Plenty of literature is available on regulation of economy, and it clearly tells us: the greater the regulation, more would be the efforts to evade such regulations, and the more the informal economy thrives. Regulating a business means more inspection visits and monitoring, which can consume a lot of time of a business—catering to the inspector’s queries and whipping up documentation at every other instance. Plenty of time and energy of that enterprise will be consumed by this, constraining the commercial part of the business that will impact the enterprise’s growth.
“There is a delicate balance between labor protection and business growth, which is hard to maintain.”
Even when the World Bank added a score for labor in its Doing Business Report, it invited a lot of criticism, and it was claimed that the Bank was viewing labour from a narrower cost to business angle. But in the long run, it’s actually better because when your labor is happy and their rights are protected, productivity will increase. There will not be any labor strikes or pushback, which the critics were not accounting for.
On the other side of the spectrum, too much regulation can be unhealthy too.
If you go too pro-labor or pro-rights in a country where regulatory regimes are based on rent seeking, the businesses won’t be able to breathe.
So, striking a balance is key.
Regulating the Sector:
When it comes to the policy options to regulate this sector, the conventional way to attain this is to either make a new institution to regulate or assign the task to an existing institution. Then you make the rules, start penalizing violations, and start licensing and inspections.

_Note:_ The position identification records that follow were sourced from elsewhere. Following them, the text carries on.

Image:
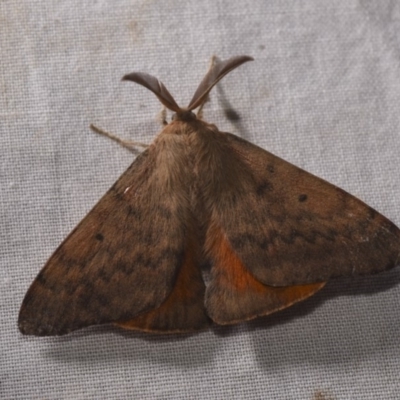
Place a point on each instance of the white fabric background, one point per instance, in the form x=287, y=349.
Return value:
x=323, y=93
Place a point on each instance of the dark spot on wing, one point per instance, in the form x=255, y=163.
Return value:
x=270, y=168
x=263, y=188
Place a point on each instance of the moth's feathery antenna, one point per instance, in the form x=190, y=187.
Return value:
x=211, y=65
x=162, y=116
x=130, y=145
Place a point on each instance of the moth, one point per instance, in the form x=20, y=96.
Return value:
x=204, y=227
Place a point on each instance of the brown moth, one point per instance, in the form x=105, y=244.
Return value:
x=271, y=233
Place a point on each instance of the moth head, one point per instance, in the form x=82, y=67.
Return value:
x=213, y=76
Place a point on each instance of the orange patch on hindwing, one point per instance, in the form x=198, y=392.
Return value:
x=183, y=310
x=235, y=295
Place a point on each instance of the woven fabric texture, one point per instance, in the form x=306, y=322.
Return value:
x=322, y=93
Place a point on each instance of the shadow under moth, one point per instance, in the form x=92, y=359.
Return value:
x=271, y=234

“However, an alternative route—although not prevalent in Pakistan—is to introduce voluntary compliance.”
That perhaps is a better way. In fact, incentivized voluntary compliance has worked well in many other countries.

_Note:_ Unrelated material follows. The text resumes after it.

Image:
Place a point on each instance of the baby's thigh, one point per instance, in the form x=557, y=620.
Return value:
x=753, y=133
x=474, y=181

For instance, when you have to export in the West, they demand you to subscribe to the higher standards in terms of labor rights. If you are involved in child labor, the violation of Pakistan’s laws may or may not create issues for you, but if the buyer learns about them, it will land you in trouble for sure. That’s why export-oriented companies have far better track record of labour rights. This is more of a voluntary compliance, which is working well because the companies know they will get more business by complying with the labor rights. So, it is important to introduce a voluntary culture in this regard, rather than jumping to formulate laws and asking the labor departments to handle it. That would create more harm than good.
Q No. 2: How do bureaucratic red tape, regulatory issues and lack of employment lead to informal labor and entrepreneurship?

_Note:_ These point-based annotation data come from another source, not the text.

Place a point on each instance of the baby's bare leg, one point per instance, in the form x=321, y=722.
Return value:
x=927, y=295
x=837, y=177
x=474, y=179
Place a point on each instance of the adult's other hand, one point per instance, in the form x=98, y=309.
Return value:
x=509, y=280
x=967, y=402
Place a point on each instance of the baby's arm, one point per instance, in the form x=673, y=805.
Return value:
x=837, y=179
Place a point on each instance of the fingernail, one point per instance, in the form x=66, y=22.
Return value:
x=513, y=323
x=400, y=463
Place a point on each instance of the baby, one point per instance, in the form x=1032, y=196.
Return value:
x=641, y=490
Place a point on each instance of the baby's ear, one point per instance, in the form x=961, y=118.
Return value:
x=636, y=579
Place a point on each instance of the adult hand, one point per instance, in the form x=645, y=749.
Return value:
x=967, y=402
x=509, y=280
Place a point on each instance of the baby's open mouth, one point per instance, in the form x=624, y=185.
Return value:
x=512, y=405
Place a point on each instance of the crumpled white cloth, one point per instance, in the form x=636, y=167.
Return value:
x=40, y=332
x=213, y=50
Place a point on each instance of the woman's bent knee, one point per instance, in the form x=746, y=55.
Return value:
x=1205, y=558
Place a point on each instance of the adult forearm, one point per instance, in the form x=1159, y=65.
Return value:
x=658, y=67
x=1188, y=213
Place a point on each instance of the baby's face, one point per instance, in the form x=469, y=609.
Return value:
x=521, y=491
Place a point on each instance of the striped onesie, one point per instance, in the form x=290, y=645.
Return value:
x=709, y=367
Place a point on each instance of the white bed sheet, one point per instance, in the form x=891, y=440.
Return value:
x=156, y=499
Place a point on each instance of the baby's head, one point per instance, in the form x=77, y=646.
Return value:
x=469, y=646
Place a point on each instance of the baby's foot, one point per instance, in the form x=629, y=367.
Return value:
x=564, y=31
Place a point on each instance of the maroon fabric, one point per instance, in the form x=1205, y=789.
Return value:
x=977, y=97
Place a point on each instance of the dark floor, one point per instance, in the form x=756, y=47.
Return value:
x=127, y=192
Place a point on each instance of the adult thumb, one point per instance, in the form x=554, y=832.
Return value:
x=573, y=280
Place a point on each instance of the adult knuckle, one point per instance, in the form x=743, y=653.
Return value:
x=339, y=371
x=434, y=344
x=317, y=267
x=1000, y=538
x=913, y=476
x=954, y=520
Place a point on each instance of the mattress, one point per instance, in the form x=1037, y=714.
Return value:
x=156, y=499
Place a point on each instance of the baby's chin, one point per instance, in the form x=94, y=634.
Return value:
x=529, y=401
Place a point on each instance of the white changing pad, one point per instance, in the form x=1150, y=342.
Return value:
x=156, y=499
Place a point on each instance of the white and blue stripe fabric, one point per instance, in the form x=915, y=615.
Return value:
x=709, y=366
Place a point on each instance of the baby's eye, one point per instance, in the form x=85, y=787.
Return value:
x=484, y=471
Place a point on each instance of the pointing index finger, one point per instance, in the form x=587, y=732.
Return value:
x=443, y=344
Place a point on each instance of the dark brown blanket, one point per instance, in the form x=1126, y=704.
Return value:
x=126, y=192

Generally, higher rates of entrepreneurship are believed to be associated with higher economic growth. But a few years ago, Global Entrepreneur Monitor collected cross-country data on global entrepreneurship. To their surprise, it turned out that there is actually a U-shaped relationship.
Countries with low economic growth also had higher entrepreneurship rates. They were struggling to find a model that could explain this pattern where both low and high economic growth had higher entrepreneurship.
“They figured out that they needed to differentiate between the rich and poor countries’ entrepreneurship.”
Necessary vs. Opportunity Entrepreneurship
They categorized the difference as opportunity entrepreneurship versus necessity entrepreneurship. Poor countries have necessity entrepreneurship where people are doing business out of necessity without access to capital or other facilities. They are not tapping into the opportunities offered by entrepreneurship but just fulfilling their necessities. This is widely prevalent in countries like Pakistan. However, it is a blessing in disguise too, as the necessity and absence of job opportunities is driving this kind of entrepreneurial activity.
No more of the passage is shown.